Книга о разведчиках - страница 2

стр.

Но ни на следующий день, ни через неделю в военкомат не вызвали. Других вызывали, а меня — нет. Отпросился у завскладом, понёс новое заявление (может, то затерялось где-нибудь в этой кипище). Потом ещё одно, ещё… В военкомате ворчали: чего, мол, лезешь, не до вас, молокососов, придёт время — вызовем.

Я в трактористы тем временем перешёл, потом в шофёры, перегонял НАТИ из Барнаула в Славгород.

Вызвали в конце апреля сорок второго года, когда пришло время призыва. Привезли нас в запасную часть. Поместили в карантин. (Слово-то какое… неприятное. В детстве, помню, в карантин ставили опаршивевших коней, С тех пор такая ассоциация.) Но ничего не поделаешь. Сидим. Водят нас в столовую. В основном ребята питаются домашними запасами. У меня же была полулитровая банка масла — принёс на дорогу завскладом.

Но более всего в первые дни армейской жизни потрясла меня обмундировка. Старшина выдал нам военную форму «бэу», что означает «бывшая в употреблении». У гимнастёрки воротник такой огромный, что снимать ее можно было, не расстёгивая пуговиц, и брюки одновременно вместили бы двух таких, как я, ботинки из грубой свиной кожи, один больше другого, а пилотка одной стороной достигала бровей, второй прикрывала глубокую ложбинку на тонкой шее. Глянул на себя, ушастого, с гусиной шеей, в зеркало и не узнал, оглянулся — не стоит ли кто другой сзади, не его ли вижу… Где же портупея, синие галифе и начищенные до блеска сапоги?

Старшина внушительно сказал:

— Ничего! Трепать на учениях — и такое сойдёт. Не в театр ходить…

И мы согласились: действительно, не в театр собрались.

Теперь мы стали похожими друг на друга, и даже вопросы старшине задавали одинаково наивные:

— А на фронт скоро?

— А винтовку когда дадут?

Старшина, видать, добродушный по натуре, отцовски снисходительно отвечал:

— Время придёт — и цацку дадут и настреляетесь, хай воно сказыться…

Нас зачислили в школу младших командиров. Ну, думаю, не хватало мне ещё этой школы! Сержантом буду — подумаешь, начальство. Заикнулся было помкомвзводу, что, дескать, на фронт бы мне, а не в школу, он как цыкнет:

— Разговорчики!

Начались занятия. Готовили из нас командиров пулемётных отделений. Прикидываю: пулемёт — это уже нечто, это уже оружие. Особенно если на тачанке — это красиво. Как у Будённого…

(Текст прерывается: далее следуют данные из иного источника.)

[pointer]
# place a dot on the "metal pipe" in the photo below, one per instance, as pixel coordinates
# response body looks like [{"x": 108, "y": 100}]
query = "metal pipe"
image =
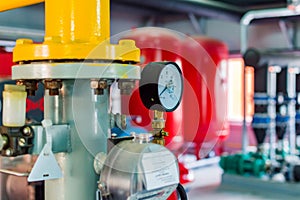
[
  {"x": 12, "y": 4},
  {"x": 284, "y": 30},
  {"x": 271, "y": 91},
  {"x": 256, "y": 58},
  {"x": 291, "y": 91},
  {"x": 79, "y": 179},
  {"x": 244, "y": 23}
]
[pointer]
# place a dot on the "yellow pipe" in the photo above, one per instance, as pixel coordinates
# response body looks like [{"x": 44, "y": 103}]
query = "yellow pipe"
[
  {"x": 74, "y": 21},
  {"x": 12, "y": 4},
  {"x": 76, "y": 29}
]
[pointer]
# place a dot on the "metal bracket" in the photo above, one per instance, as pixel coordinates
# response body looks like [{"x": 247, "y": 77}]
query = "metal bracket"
[
  {"x": 14, "y": 173},
  {"x": 61, "y": 141}
]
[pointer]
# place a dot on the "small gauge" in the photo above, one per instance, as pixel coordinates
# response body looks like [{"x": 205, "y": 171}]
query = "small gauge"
[{"x": 161, "y": 86}]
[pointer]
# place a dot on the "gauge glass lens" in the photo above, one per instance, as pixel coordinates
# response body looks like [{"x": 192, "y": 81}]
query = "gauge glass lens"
[{"x": 169, "y": 86}]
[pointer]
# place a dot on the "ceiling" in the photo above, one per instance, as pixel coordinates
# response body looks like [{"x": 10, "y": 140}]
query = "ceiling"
[
  {"x": 253, "y": 4},
  {"x": 222, "y": 9}
]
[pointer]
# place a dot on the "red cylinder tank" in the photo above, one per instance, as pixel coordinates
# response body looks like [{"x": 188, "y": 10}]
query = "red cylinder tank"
[
  {"x": 156, "y": 44},
  {"x": 204, "y": 100}
]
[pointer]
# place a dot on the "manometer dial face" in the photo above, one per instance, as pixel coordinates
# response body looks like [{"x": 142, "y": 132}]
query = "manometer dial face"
[
  {"x": 161, "y": 86},
  {"x": 170, "y": 86}
]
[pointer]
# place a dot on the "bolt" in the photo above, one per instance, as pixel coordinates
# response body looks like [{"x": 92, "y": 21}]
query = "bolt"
[
  {"x": 102, "y": 84},
  {"x": 126, "y": 86},
  {"x": 22, "y": 142},
  {"x": 27, "y": 131},
  {"x": 9, "y": 152},
  {"x": 94, "y": 84},
  {"x": 101, "y": 186},
  {"x": 98, "y": 86},
  {"x": 53, "y": 86},
  {"x": 123, "y": 122},
  {"x": 31, "y": 86}
]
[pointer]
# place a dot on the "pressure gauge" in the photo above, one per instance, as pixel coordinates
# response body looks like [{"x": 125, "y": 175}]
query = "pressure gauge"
[{"x": 161, "y": 86}]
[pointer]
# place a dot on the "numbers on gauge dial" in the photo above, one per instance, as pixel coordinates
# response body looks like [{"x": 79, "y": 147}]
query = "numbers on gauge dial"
[{"x": 169, "y": 86}]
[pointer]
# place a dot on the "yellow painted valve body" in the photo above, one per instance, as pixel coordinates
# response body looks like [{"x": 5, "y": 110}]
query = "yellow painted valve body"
[{"x": 76, "y": 29}]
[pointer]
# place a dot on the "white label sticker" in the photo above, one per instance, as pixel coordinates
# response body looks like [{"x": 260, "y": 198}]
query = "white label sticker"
[{"x": 160, "y": 169}]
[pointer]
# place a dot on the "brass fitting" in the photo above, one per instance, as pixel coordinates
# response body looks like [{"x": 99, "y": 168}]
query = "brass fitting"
[
  {"x": 98, "y": 86},
  {"x": 30, "y": 85},
  {"x": 53, "y": 86}
]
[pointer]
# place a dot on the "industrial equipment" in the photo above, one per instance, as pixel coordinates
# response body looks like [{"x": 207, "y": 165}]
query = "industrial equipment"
[
  {"x": 78, "y": 157},
  {"x": 275, "y": 118}
]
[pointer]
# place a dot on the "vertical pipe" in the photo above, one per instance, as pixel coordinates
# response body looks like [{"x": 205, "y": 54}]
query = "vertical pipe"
[
  {"x": 12, "y": 4},
  {"x": 79, "y": 179},
  {"x": 291, "y": 90},
  {"x": 271, "y": 91},
  {"x": 244, "y": 23}
]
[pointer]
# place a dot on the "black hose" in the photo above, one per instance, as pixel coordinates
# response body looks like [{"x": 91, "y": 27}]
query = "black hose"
[{"x": 181, "y": 191}]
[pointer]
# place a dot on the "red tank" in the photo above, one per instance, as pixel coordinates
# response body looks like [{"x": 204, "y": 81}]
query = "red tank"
[
  {"x": 156, "y": 45},
  {"x": 204, "y": 101}
]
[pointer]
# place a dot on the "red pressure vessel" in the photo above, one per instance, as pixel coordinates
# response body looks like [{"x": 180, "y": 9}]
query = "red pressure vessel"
[
  {"x": 156, "y": 44},
  {"x": 204, "y": 100}
]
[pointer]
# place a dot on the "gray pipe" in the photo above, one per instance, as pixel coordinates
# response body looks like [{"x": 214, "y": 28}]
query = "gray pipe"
[{"x": 244, "y": 23}]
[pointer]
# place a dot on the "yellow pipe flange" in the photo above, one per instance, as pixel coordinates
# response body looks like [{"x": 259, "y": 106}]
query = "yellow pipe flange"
[{"x": 76, "y": 29}]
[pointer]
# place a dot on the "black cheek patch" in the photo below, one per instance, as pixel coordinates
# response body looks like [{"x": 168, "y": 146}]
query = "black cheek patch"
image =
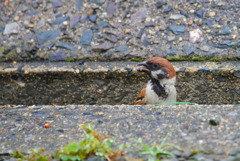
[
  {"x": 158, "y": 88},
  {"x": 164, "y": 75}
]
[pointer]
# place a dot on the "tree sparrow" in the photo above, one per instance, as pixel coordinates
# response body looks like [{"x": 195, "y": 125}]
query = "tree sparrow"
[{"x": 161, "y": 87}]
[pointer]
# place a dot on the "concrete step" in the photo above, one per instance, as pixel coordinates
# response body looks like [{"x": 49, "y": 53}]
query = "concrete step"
[
  {"x": 112, "y": 83},
  {"x": 208, "y": 128}
]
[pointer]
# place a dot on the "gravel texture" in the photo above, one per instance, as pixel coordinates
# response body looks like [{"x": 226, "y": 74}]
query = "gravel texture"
[
  {"x": 112, "y": 82},
  {"x": 97, "y": 29},
  {"x": 22, "y": 127}
]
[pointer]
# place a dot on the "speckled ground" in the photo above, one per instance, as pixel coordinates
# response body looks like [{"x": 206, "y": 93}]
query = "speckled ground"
[
  {"x": 206, "y": 128},
  {"x": 59, "y": 30}
]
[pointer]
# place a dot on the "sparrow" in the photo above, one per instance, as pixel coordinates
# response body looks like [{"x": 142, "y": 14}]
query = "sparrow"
[{"x": 161, "y": 86}]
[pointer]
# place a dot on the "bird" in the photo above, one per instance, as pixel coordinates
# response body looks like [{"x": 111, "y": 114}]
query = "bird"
[{"x": 161, "y": 86}]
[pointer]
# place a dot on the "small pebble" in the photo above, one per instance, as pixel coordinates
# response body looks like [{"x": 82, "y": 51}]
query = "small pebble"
[
  {"x": 212, "y": 14},
  {"x": 65, "y": 23},
  {"x": 127, "y": 31}
]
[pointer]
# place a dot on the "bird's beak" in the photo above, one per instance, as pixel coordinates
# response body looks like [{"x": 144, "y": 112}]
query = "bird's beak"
[{"x": 145, "y": 67}]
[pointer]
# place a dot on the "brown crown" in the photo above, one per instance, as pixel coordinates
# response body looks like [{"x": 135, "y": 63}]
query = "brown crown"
[{"x": 164, "y": 63}]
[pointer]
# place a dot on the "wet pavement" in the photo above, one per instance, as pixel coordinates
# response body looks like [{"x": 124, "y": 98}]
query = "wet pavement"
[{"x": 202, "y": 128}]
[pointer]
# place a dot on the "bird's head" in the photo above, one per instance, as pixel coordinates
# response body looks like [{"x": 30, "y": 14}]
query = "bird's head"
[{"x": 158, "y": 68}]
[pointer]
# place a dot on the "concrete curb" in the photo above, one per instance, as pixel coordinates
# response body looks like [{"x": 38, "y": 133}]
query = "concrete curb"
[{"x": 112, "y": 82}]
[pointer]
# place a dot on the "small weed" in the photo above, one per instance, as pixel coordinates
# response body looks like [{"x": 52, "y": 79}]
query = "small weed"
[
  {"x": 94, "y": 144},
  {"x": 155, "y": 152}
]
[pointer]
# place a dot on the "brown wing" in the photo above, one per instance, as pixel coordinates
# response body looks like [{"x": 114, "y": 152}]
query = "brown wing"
[{"x": 140, "y": 98}]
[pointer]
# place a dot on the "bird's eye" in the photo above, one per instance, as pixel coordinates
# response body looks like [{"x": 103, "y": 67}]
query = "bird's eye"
[{"x": 155, "y": 66}]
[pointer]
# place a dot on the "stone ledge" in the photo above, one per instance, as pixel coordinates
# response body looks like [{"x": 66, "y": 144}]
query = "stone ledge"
[{"x": 112, "y": 82}]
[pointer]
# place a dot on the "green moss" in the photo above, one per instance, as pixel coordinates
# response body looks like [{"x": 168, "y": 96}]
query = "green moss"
[{"x": 197, "y": 59}]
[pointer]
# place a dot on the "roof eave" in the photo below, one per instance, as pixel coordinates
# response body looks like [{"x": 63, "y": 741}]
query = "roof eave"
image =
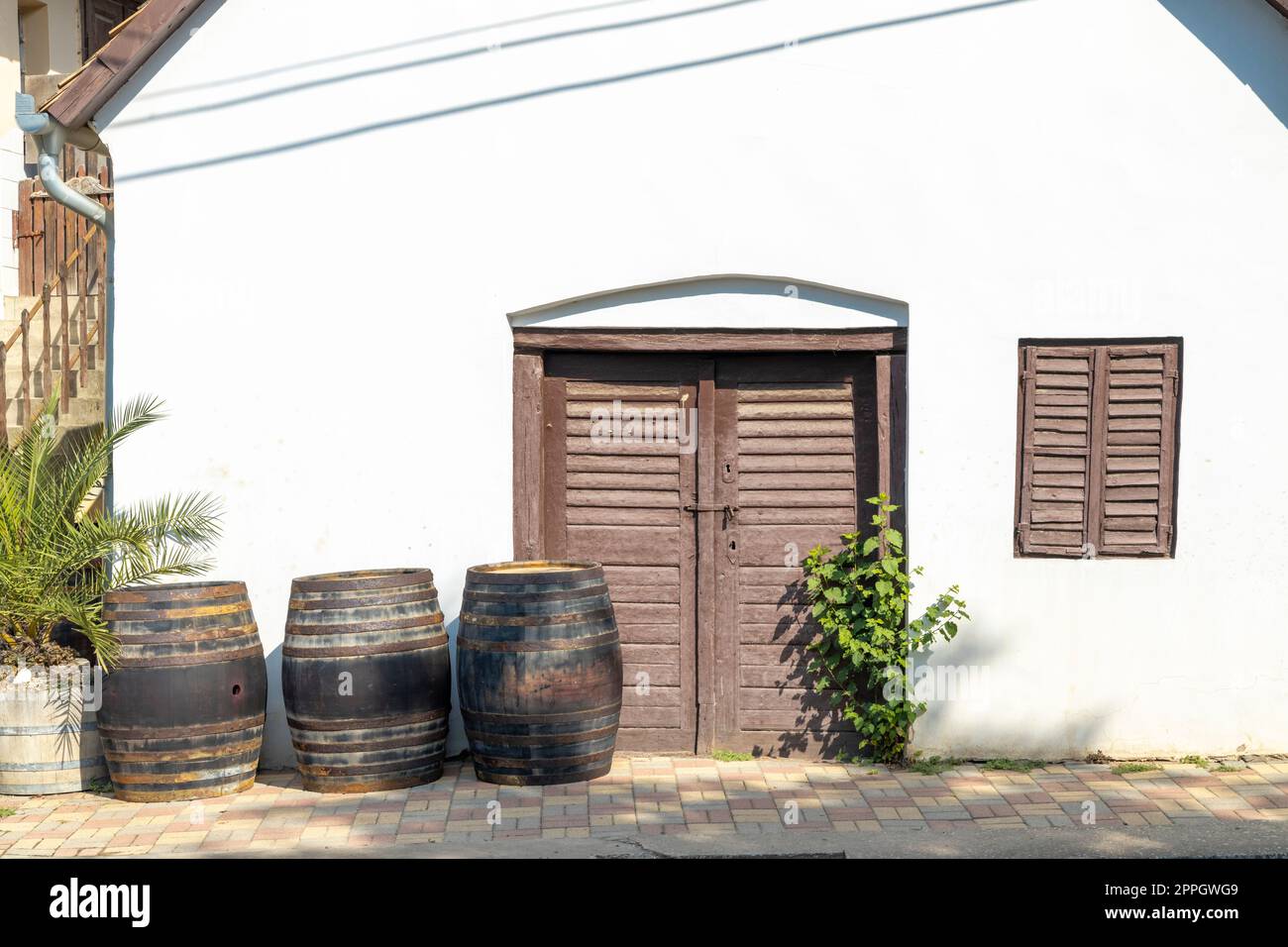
[{"x": 99, "y": 78}]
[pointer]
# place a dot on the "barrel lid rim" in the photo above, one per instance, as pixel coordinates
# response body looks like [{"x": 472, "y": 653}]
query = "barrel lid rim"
[
  {"x": 533, "y": 566},
  {"x": 349, "y": 575},
  {"x": 167, "y": 586}
]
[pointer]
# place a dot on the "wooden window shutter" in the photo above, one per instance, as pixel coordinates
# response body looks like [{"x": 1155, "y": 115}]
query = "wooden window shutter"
[
  {"x": 1136, "y": 395},
  {"x": 1098, "y": 449},
  {"x": 1055, "y": 449}
]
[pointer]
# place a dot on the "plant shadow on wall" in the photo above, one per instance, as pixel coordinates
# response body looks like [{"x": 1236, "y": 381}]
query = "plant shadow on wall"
[
  {"x": 60, "y": 549},
  {"x": 859, "y": 643}
]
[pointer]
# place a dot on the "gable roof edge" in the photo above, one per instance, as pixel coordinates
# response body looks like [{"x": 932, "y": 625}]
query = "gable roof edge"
[{"x": 134, "y": 42}]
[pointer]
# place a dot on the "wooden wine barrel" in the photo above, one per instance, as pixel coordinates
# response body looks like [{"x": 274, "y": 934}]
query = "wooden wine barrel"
[
  {"x": 368, "y": 680},
  {"x": 539, "y": 672},
  {"x": 183, "y": 710},
  {"x": 48, "y": 729}
]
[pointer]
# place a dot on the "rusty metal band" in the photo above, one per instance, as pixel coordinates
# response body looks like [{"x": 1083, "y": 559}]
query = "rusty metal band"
[
  {"x": 540, "y": 740},
  {"x": 211, "y": 657},
  {"x": 531, "y": 596},
  {"x": 364, "y": 650},
  {"x": 541, "y": 644},
  {"x": 369, "y": 723},
  {"x": 365, "y": 768},
  {"x": 483, "y": 716},
  {"x": 322, "y": 604},
  {"x": 351, "y": 581},
  {"x": 167, "y": 613},
  {"x": 168, "y": 592},
  {"x": 210, "y": 634},
  {"x": 210, "y": 753},
  {"x": 357, "y": 628},
  {"x": 181, "y": 779},
  {"x": 372, "y": 745},
  {"x": 542, "y": 763},
  {"x": 244, "y": 723},
  {"x": 536, "y": 620},
  {"x": 222, "y": 789}
]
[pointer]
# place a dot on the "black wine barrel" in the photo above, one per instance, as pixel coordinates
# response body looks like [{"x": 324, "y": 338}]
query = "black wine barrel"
[
  {"x": 368, "y": 680},
  {"x": 539, "y": 672},
  {"x": 183, "y": 710}
]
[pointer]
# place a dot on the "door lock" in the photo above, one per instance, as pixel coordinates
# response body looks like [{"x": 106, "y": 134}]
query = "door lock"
[{"x": 730, "y": 512}]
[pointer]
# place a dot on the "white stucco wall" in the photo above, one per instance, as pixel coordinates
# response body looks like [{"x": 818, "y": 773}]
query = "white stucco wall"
[{"x": 323, "y": 221}]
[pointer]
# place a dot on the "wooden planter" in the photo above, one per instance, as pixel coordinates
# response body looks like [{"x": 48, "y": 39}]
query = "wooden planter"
[
  {"x": 540, "y": 672},
  {"x": 48, "y": 737}
]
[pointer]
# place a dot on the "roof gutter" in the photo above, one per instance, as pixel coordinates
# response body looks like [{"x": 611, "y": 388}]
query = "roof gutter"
[{"x": 51, "y": 136}]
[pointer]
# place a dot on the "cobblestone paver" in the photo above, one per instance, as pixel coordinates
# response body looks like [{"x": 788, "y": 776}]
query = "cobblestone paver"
[{"x": 645, "y": 795}]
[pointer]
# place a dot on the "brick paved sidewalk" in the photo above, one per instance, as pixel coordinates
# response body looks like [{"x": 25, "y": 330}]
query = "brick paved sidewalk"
[{"x": 643, "y": 795}]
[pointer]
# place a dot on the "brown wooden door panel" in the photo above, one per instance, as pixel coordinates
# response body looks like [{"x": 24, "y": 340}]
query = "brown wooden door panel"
[
  {"x": 709, "y": 600},
  {"x": 797, "y": 451},
  {"x": 619, "y": 501}
]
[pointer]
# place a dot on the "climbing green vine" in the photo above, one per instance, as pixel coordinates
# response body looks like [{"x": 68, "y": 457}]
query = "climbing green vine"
[{"x": 863, "y": 657}]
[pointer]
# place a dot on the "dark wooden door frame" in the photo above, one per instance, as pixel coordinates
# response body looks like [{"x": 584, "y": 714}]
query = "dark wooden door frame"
[{"x": 532, "y": 346}]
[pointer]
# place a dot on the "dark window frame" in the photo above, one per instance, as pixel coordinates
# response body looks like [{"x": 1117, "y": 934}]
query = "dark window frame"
[{"x": 1102, "y": 352}]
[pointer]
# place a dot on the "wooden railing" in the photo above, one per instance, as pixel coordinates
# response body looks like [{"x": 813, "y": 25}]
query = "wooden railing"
[{"x": 86, "y": 264}]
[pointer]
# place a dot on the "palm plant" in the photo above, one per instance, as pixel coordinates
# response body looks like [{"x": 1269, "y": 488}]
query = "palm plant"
[{"x": 59, "y": 552}]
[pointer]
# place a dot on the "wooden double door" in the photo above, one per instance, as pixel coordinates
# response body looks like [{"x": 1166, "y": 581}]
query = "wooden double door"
[{"x": 700, "y": 482}]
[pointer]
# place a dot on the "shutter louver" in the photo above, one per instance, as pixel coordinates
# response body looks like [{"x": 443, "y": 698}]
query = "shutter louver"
[
  {"x": 1137, "y": 457},
  {"x": 1055, "y": 464},
  {"x": 1098, "y": 441}
]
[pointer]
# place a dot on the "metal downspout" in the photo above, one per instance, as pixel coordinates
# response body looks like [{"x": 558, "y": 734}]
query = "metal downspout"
[{"x": 51, "y": 136}]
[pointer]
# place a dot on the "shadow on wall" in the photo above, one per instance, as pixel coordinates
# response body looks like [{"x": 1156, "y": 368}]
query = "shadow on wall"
[
  {"x": 819, "y": 729},
  {"x": 776, "y": 46},
  {"x": 1249, "y": 37}
]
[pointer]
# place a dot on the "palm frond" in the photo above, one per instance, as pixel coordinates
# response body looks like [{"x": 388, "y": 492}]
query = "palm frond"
[{"x": 59, "y": 554}]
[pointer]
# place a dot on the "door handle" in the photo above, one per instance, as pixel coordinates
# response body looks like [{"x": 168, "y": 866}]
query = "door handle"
[{"x": 730, "y": 512}]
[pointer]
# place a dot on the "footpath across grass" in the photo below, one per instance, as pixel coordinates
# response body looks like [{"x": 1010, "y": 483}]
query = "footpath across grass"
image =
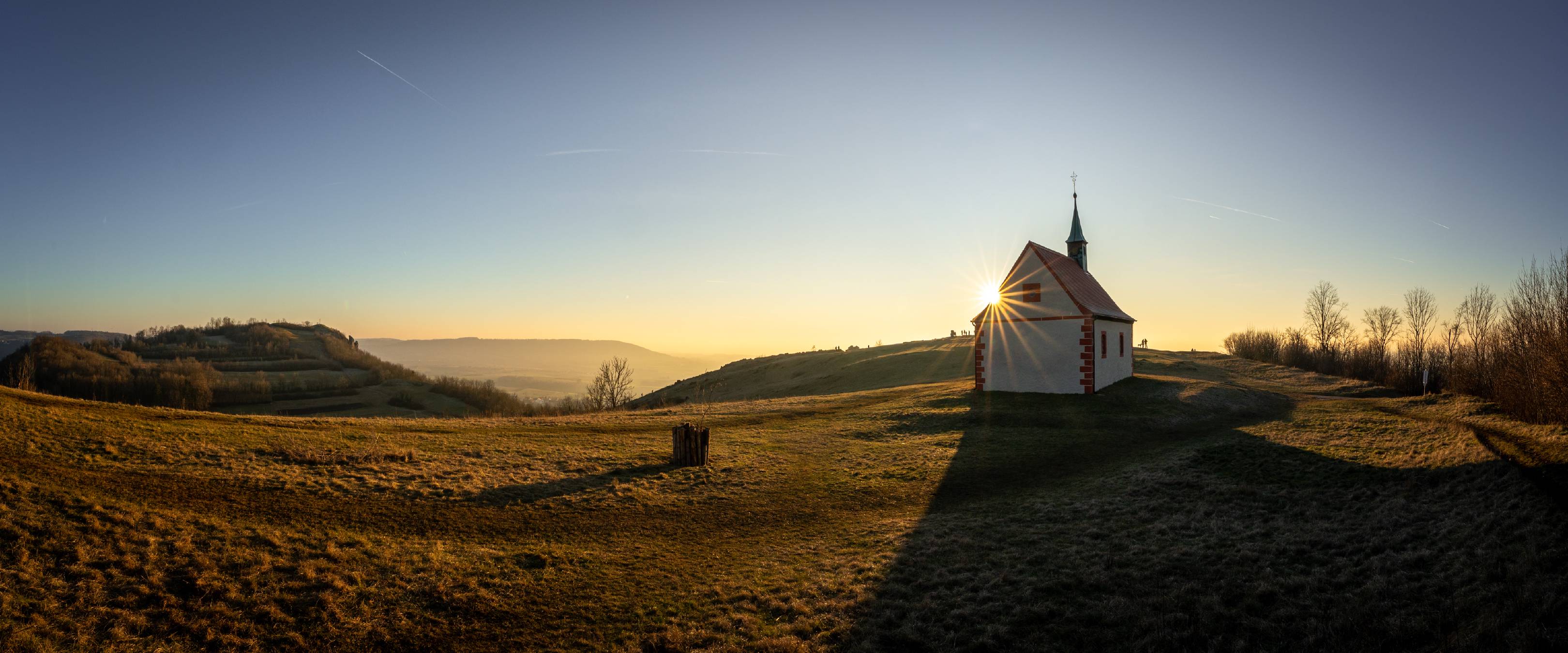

Но с первых же занятий нас так начали учить, что мы к вечеру ног не волочили. Изо дня в день одно и то же — отделение в наступление. Это значит — целый день (а майский день шестнадцать часов!) по-пластунски ползать и короткими перебежками бегать. Впереди — ещё взвод в наступлении, рота в наступлении. А потом в такой же последовательности оборона. После обороны все это же на марше — отделение, взвод, рота, батальон. Темы меняются, а мы-то одни и те же. Я хватался за голову — когда же до фронта-то доберусь!

А ко всему прочему ещё — песни. Они что, тоже боевую мощь поднимают?.. После занятий ноги еле-еле передвигаешь, набегаешься, а старшина (не тот добродушный, а наш ротный) командует:

— Запевай!

Разговаривать неохота — до песен ли. А он:

— З-запевай!!

Идём, подволакивая ноги. До столовой осталась сотня метров, как-нибудь молчком дойдём. А он:

— Р-рота, правое плечо вперёд… прямо! Бегом марш! И — мимо столовой. Пробежали. Отдышаться не успели, а он:

— З-запевай!!

Куда деваться — запеваем. И пока идём обратно до столовой, песня крепнет, крепнет, шаг твёрже становится и — удивительно! — настроение поднимается, вроде бы усталости меньше. Он, этот старшина, знал толк в солдатской службе…

Год войны за плечами у страны. Пять республик вытоптал и выжег немец. А нам, салажатам, война все ещё казалась забавой, игрушечным полигоном, местом для свершения подвигов. И только подвигов! Я почему-то был уверен, что меня не убьют, не могут убить. Как же так, вдруг меня не станет на земле!..

Были в роте и фронтовики. Всего несколько человек, правда. Держались как-то особняком. Занимались без подчёркнутого рвения, но деловито, сосредоточенно, будто делали серьёзную необходимую работу. А во время перекуров сидели молчаливые, погруженные в себя. Они почти ничего не рассказывали о фронте, о подвигах и, может, поэтому казались нам окружёнными ореолом.